On a level of personal observation, this makes a lot of sense. Just look at commercials that with men and food -- women are given a series of messages linking eat well to being skinny. Ads aimed at men: beer, pizza, chicken wings, and BARBQ.

Besides for the cultural sense that it is emasculating to eat sissy salad, there is also the fact that because of prescribed gender roles, we might think about this in light of the fact that fewer men cook. Vegetables generally involve more cooking -- and despite what people want to claim about women's work -- it involves skill. Cooking vegetables and eating them is for girls.

RB said...

Most men I know love their meat. Nothing better than going to a steak house and ordering a 20 oz. New York strip steak. But of course we must have meat, we are the top of the food chain; we not at the top to eat veggies. And we all know meat is the "only source of protein". How could a man get enough protein to be big and strong if he didn't eat meat. We only need to eat a few veggies to keep the wife happy.

I haven't heard veggie called sissy food but I've heard plenty of people disparage veggies as "rabbit food."

People also worry about pesticides and chemical on veggies. They don't seem to realize the animals grown for meat production eat the same pesticide laden veggies and those pesticides accumulate in the animal fat. So we get an extra good dose of pesticides in our meat.

Speaking of fat, meat is a good source of saturated fat. All those protein lovers don't seem to realize they getting too much saturated fat with their meat protein.

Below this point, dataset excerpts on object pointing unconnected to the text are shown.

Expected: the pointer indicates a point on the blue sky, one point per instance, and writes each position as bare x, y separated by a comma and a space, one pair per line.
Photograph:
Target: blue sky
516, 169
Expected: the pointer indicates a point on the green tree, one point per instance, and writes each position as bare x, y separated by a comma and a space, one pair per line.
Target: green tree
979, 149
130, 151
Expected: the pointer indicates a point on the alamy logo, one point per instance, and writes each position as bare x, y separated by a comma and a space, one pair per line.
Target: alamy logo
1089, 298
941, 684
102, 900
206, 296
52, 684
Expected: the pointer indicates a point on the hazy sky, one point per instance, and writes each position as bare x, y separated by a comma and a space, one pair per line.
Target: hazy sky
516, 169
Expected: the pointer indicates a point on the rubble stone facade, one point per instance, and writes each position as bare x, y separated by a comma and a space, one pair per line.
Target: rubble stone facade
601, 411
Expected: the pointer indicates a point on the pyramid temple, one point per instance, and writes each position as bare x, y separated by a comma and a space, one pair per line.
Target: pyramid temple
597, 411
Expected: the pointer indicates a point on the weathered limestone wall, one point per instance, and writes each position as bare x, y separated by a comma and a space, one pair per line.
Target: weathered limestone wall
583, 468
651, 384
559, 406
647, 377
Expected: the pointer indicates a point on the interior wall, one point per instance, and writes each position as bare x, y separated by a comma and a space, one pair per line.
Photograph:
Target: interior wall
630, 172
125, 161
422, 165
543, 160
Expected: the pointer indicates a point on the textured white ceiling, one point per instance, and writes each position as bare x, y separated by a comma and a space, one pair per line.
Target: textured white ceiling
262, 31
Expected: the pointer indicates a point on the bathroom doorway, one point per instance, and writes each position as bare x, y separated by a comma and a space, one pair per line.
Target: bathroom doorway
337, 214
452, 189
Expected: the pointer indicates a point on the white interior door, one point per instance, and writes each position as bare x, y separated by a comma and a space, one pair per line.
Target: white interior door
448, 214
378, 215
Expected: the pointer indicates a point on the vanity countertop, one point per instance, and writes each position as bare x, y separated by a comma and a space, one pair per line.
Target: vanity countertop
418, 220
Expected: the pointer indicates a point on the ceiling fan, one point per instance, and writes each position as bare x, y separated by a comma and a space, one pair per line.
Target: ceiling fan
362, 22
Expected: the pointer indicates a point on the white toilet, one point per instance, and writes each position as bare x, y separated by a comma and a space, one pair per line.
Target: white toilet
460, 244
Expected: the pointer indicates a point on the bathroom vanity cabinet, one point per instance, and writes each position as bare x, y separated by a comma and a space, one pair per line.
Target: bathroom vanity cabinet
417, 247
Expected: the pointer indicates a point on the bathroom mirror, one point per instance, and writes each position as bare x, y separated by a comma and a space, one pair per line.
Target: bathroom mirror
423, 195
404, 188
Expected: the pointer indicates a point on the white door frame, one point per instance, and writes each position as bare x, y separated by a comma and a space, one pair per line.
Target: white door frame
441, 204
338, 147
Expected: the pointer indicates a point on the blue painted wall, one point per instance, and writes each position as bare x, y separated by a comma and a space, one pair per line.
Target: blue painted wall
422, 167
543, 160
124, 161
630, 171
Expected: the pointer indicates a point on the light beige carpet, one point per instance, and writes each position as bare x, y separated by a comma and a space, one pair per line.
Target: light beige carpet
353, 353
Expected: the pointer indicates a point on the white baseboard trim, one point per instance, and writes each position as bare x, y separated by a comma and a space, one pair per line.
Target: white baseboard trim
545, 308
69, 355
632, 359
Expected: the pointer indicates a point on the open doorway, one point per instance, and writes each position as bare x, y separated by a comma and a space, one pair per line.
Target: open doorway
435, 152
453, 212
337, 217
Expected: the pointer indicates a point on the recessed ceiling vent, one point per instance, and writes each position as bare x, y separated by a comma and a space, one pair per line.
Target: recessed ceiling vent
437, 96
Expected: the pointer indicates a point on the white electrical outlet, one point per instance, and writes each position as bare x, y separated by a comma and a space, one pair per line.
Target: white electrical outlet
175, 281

But most people I know think no meal is complete without meat and meat is the healthiest thing on their plate. Score one for the meat industry.

Regarding lack of labeling, I think its simply because American has become a country "Of the corporations, by the corporations, for the corporations." The Supreme Court's Citizens United decision made sure of that.

Bix said...

RB, omg, don't get me started with the "protein"...

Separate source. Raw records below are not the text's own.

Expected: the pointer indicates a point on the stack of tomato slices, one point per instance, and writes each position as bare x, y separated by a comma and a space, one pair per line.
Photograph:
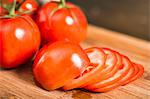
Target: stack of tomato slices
108, 69
95, 69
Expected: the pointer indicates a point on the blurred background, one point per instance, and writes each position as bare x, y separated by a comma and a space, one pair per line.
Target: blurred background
127, 16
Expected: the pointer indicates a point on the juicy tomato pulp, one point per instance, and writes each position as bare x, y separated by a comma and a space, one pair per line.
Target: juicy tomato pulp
19, 40
97, 58
58, 63
68, 24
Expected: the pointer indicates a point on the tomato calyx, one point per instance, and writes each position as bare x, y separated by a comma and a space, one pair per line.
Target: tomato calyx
61, 4
10, 9
13, 9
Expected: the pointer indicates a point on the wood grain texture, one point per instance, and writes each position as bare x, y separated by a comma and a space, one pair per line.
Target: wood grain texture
19, 83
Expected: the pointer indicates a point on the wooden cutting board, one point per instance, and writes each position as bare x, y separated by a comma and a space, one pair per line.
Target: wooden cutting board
19, 83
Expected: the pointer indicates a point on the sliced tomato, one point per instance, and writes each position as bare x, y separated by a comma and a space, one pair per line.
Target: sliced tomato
139, 70
96, 56
109, 69
121, 73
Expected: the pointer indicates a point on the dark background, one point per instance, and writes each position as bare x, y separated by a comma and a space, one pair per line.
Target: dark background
126, 16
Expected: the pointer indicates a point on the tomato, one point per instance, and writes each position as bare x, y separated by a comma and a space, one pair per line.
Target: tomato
57, 22
19, 40
139, 70
2, 11
98, 87
28, 5
97, 57
58, 63
109, 67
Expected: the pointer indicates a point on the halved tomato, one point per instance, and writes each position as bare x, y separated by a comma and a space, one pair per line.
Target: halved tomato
58, 63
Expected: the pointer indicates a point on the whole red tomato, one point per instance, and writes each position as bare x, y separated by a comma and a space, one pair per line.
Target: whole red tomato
56, 64
28, 5
19, 40
59, 22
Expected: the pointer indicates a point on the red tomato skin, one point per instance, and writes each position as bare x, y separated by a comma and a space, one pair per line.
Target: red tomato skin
29, 5
19, 40
64, 24
57, 63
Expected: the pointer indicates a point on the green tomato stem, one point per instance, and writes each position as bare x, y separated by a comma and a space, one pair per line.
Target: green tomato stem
12, 9
63, 2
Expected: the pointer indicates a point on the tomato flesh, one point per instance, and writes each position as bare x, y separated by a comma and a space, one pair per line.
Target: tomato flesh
57, 63
115, 78
110, 63
96, 56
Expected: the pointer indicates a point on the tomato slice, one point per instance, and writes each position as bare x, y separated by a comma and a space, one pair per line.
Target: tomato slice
121, 73
139, 70
109, 69
96, 56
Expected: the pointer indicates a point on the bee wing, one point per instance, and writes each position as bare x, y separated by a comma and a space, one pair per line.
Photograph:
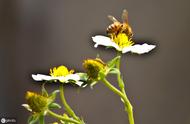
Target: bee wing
125, 16
113, 19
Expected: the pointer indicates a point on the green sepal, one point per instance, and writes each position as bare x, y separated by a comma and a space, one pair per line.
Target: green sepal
53, 95
44, 92
54, 106
112, 63
33, 119
83, 76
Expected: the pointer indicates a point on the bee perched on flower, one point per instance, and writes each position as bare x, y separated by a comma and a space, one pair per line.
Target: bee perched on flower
60, 73
120, 37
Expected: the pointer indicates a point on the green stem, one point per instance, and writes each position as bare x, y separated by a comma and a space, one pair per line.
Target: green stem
59, 117
41, 119
128, 106
120, 81
66, 105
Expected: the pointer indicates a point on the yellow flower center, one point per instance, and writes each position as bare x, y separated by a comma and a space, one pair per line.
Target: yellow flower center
37, 102
122, 40
60, 71
93, 67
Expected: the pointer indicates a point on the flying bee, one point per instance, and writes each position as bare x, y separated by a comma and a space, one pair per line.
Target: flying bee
117, 27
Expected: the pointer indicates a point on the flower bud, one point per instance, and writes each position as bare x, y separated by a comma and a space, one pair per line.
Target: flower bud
93, 67
36, 102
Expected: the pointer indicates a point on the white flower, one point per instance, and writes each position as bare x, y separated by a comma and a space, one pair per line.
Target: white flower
137, 48
63, 79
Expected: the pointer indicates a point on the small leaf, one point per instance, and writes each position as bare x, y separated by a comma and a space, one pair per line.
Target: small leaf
53, 95
44, 92
33, 119
113, 62
54, 106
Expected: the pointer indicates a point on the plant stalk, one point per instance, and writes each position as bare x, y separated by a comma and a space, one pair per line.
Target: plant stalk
66, 105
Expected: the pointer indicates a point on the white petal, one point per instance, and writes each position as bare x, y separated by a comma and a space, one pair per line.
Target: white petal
139, 49
41, 77
74, 77
105, 41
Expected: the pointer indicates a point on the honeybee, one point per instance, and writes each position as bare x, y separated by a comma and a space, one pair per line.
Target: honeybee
117, 27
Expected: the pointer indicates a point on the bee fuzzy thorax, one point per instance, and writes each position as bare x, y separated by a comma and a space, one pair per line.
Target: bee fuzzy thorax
117, 27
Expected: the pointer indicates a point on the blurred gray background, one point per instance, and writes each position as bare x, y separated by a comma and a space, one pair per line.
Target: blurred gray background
36, 35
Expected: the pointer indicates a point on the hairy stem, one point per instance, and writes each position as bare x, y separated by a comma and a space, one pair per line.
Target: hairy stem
66, 105
128, 106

That bit about China and Russia requiring labeling of GM foods, if it's true ... ugh. So, Europe, Australia, China, Russia, a huge slice of the developed world! And 90% of Americans want labels too! Seriously, what is holding this up? Can one company really be that powerful?

Bix said...

Anonymous, great stuff. I just looked at the Panadagon site. There is so much there, not just the food category. I've bookmarked it for future reads.

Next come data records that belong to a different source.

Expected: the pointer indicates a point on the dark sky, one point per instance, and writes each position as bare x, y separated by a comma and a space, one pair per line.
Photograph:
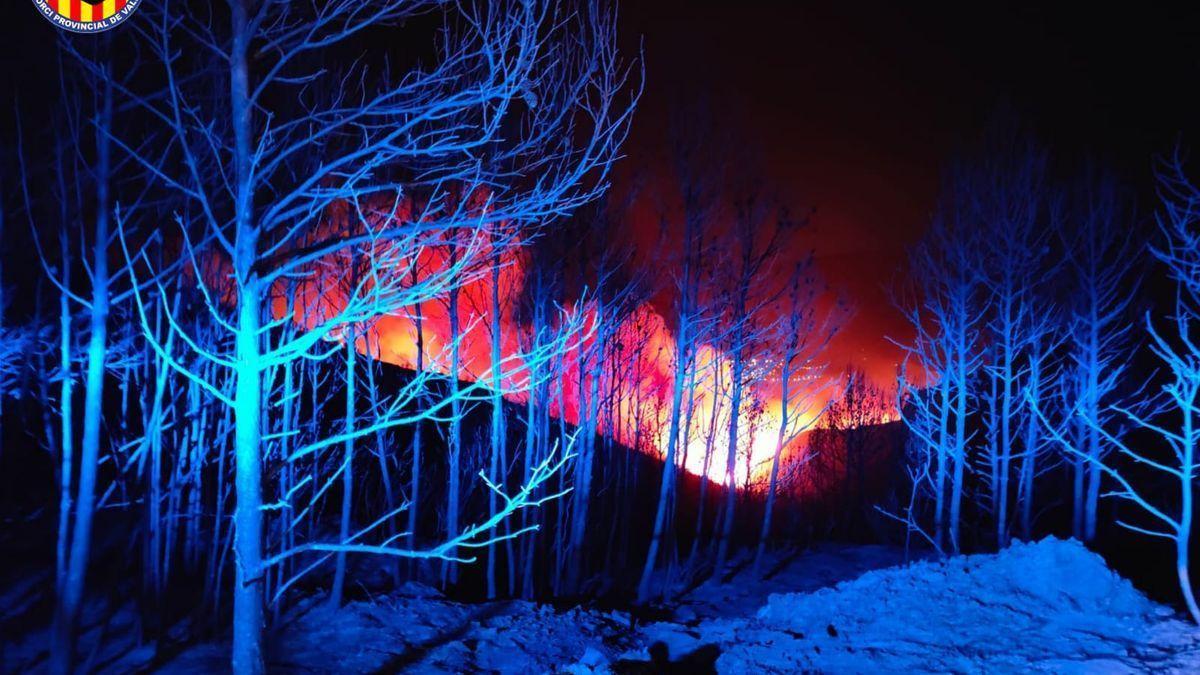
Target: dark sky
856, 107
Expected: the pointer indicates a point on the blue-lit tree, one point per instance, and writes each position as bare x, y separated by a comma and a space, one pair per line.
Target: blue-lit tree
1171, 413
1102, 257
935, 387
517, 121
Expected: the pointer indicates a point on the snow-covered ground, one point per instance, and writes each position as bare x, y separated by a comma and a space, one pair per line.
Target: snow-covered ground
1043, 607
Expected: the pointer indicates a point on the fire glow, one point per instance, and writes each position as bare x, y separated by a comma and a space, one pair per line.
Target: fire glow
641, 359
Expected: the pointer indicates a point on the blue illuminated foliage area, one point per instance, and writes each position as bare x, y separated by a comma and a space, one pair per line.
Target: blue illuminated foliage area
333, 352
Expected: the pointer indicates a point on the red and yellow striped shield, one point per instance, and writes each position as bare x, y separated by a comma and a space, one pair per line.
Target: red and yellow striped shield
87, 11
87, 16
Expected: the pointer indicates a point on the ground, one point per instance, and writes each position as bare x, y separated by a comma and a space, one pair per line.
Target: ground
1049, 607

Interesting point... that for women eating well means being skinny, for men eating well means being beefy?

I wonder what the feminine (or masculine) ideal was in paleo times.

caulfieldkid said...

Bittman was on "Market Place" yesterday (NPR). He mentioned that meat consumption, in the U.S., was down 12% since 2007. I was surprised by that. That's a massive change.

What if we could be down 25% by 2017?


Bix said...

25% by 2017. Hm, well, if we were, and if the low-carb hypothesis is right, obesity will be through the roof.

Bix said...

How about that, it is down.

I wonder why. Thanks, shaun. Maybe I'll put up this graph.